1. ## Sequence and supremum

Suppose that S is a nonempty set of real numbers and that theta is an upper bound of S. Prove that the following conditions are equivalent:
(1) We have theta = Sup S.
(2) There exists a sequence (X sub n) in S such that (X sub n) approaches theta as n approaches infinity.

2. Originally Posted by Slazenger3
Suppose that S is a nonempty set of real numbers and that theta is an upper bound of S. Prove that the following conditions are equivalent:
(1) We have theta = Sup S.
(2) There exists a sequence (X sub n) in S such that (X sub n) approaches theta as n approaches infinity.
I disagree.

3. Originally Posted by Drexel28
I disagree.
I agree with Drexel. If you take a bounded sequence with a maximum and an infimum, then (1) does not imply (2).

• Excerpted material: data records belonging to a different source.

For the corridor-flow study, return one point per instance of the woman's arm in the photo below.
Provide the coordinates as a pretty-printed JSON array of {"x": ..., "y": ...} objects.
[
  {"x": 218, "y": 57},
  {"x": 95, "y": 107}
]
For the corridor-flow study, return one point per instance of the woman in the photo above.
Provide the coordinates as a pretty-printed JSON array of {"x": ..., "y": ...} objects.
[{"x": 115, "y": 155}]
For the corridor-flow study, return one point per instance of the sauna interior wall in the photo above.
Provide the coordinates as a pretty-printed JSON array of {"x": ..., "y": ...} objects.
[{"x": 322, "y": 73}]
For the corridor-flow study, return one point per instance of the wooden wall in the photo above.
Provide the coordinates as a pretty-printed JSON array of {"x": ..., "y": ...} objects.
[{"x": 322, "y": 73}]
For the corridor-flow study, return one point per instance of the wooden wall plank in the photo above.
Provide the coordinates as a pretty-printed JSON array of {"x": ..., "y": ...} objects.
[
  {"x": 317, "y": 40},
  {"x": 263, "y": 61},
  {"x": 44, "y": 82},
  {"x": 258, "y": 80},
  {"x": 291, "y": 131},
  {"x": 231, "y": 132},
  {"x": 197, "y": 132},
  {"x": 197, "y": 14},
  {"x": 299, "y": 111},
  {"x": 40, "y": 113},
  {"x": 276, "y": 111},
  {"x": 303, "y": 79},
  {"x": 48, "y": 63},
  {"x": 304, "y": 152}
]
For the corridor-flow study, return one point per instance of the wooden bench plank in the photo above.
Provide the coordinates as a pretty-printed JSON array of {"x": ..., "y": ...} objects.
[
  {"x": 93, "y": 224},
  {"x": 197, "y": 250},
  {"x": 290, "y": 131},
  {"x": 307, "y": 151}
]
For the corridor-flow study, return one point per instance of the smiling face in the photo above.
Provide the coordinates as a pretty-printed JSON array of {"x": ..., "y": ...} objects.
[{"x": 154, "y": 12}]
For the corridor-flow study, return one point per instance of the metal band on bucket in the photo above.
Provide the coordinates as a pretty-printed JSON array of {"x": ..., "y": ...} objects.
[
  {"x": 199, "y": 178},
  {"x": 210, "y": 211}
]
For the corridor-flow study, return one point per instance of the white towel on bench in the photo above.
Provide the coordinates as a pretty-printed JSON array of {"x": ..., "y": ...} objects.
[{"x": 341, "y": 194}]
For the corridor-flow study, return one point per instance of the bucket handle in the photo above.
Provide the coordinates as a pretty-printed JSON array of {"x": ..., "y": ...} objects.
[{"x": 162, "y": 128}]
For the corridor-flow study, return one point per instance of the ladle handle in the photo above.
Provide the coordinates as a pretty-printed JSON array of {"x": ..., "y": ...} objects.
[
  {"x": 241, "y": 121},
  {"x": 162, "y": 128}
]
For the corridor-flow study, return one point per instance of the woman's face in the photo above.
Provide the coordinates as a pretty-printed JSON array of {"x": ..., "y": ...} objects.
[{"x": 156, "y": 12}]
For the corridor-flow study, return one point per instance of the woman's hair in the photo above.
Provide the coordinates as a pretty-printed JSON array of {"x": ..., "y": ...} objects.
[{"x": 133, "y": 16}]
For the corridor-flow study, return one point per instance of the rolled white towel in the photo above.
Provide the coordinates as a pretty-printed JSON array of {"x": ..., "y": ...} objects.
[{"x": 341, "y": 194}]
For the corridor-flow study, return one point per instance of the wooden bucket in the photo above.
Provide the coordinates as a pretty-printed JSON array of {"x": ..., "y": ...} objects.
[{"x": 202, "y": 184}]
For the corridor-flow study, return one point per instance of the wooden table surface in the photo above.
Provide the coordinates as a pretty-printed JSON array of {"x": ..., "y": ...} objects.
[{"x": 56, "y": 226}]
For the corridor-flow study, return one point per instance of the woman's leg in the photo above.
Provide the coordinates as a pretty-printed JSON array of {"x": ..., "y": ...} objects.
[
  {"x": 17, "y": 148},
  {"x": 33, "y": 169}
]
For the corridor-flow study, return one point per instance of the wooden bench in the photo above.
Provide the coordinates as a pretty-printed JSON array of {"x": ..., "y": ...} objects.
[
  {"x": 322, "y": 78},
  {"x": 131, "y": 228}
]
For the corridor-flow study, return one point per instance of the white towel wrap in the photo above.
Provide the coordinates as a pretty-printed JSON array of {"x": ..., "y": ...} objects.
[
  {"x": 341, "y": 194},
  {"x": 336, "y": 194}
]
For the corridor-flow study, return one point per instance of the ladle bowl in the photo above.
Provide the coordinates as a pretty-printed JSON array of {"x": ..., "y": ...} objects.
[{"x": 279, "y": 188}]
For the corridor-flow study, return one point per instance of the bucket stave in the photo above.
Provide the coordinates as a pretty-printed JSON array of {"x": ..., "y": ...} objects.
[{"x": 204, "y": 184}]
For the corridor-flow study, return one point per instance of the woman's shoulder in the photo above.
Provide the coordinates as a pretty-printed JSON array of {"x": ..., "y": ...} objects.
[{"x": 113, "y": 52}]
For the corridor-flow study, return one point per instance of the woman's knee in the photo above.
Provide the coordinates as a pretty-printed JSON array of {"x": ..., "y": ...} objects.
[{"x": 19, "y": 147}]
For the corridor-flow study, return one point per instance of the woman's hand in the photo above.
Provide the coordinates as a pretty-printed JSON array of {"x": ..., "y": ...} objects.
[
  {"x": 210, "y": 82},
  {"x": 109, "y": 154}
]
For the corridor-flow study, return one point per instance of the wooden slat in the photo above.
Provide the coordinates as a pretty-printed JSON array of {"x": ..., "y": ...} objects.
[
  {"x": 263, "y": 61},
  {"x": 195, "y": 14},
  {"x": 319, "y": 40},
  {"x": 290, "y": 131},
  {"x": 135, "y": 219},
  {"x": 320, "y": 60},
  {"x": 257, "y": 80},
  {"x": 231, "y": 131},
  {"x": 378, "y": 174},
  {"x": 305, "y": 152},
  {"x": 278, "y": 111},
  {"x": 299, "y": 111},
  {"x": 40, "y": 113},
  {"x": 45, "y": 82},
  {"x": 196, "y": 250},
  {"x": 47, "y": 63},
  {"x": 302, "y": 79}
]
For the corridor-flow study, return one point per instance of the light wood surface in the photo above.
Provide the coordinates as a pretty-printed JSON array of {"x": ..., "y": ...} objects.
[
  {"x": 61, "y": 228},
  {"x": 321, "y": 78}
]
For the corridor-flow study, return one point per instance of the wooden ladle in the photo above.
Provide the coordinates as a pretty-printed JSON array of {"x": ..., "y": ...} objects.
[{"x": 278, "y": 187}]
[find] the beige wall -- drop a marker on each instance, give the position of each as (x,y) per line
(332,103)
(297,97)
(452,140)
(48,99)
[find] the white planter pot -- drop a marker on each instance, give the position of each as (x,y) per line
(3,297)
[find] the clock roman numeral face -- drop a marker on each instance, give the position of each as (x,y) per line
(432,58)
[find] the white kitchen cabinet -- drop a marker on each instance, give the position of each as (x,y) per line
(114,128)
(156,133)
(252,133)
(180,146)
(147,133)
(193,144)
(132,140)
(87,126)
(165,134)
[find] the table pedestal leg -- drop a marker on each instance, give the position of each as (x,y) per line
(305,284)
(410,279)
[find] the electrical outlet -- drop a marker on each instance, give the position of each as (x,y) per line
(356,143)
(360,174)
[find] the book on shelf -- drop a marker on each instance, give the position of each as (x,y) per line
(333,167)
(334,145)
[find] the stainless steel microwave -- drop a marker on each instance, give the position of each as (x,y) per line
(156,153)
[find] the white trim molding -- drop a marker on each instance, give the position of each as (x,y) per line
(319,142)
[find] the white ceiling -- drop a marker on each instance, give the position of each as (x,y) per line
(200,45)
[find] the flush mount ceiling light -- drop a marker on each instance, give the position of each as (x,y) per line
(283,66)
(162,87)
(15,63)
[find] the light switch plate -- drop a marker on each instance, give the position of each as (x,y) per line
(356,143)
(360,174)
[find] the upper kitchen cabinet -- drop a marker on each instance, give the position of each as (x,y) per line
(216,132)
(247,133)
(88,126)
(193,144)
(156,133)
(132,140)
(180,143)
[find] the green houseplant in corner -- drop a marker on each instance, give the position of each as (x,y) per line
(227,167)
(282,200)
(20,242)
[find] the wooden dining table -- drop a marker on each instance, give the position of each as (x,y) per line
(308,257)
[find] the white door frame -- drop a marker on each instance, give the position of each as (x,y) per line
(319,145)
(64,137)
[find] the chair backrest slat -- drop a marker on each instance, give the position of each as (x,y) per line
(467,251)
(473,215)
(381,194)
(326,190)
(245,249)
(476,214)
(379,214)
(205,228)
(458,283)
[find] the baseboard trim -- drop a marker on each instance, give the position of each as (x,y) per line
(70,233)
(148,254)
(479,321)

In other words, if you choose a sequence such that you'll ever get sufficiently close $( < \varepsilon )$ to $\theta$ , the sequence cannot continue on until infinity. Or, if you choose a sequence that will continue on until infinity, it will always reside in the $\varepsilon$ -neighborhood of L.

4. 2 does not imply one. Consider $[0,1]=S$ and $x_n=\frac{1}{2}$. Then $\left\{x_n:n\in\mathbb{N}\right\}\subseteq S$ and $x_n\to\frac{1}{2}$ but surely $\frac{1}{2}\ne\sup\text{ }S$

5. Originally Posted by Drexel28
2 does not imply one. Consider $[0,1]=S$ and $x_n=\frac{1}{2}$. Then $\left\{x_n:n\in\mathbb{N}\right\}\subseteq S$ and $x_n\to\frac{1}{2}$ but surely $\frac{1}{2}\ne\sup\text{ }S$
There exists, not for all. This counterexample is false.

That is, there does exist a sequence in S, namely $(x_n) = 1 - \frac{1}{n}$, such that $(x_n) \to \theta$ . Now we must either prove that for any choice of S there exists a sequence like this, or that there exists an S for which no $(x_n)$ exists that implies (1)

6. Originally Posted by davismj
There exists, not for all. This counterexample is false.
What? 2 says that if I can find a sequence in $S$ whose limit is $\theta$ then $\theta=\sup\text{ }S$. How did my counterexample not work?

7. Originally Posted by Drexel28
What? 2 says that if I can find a sequence in $S$ whose limit is $\theta$ then $\theta=\sup\text{ }S$. How did my counterexample not work?
Yea, you're right. Somehow, I don't think that's what they meant, though.

8. Originally Posted by davismj
Yea, you're right. Somehow, I don't think that's what they meant, though.
Of course it's not what they meant. That doesn't mean we bear the burden of interpreting there obviously typo.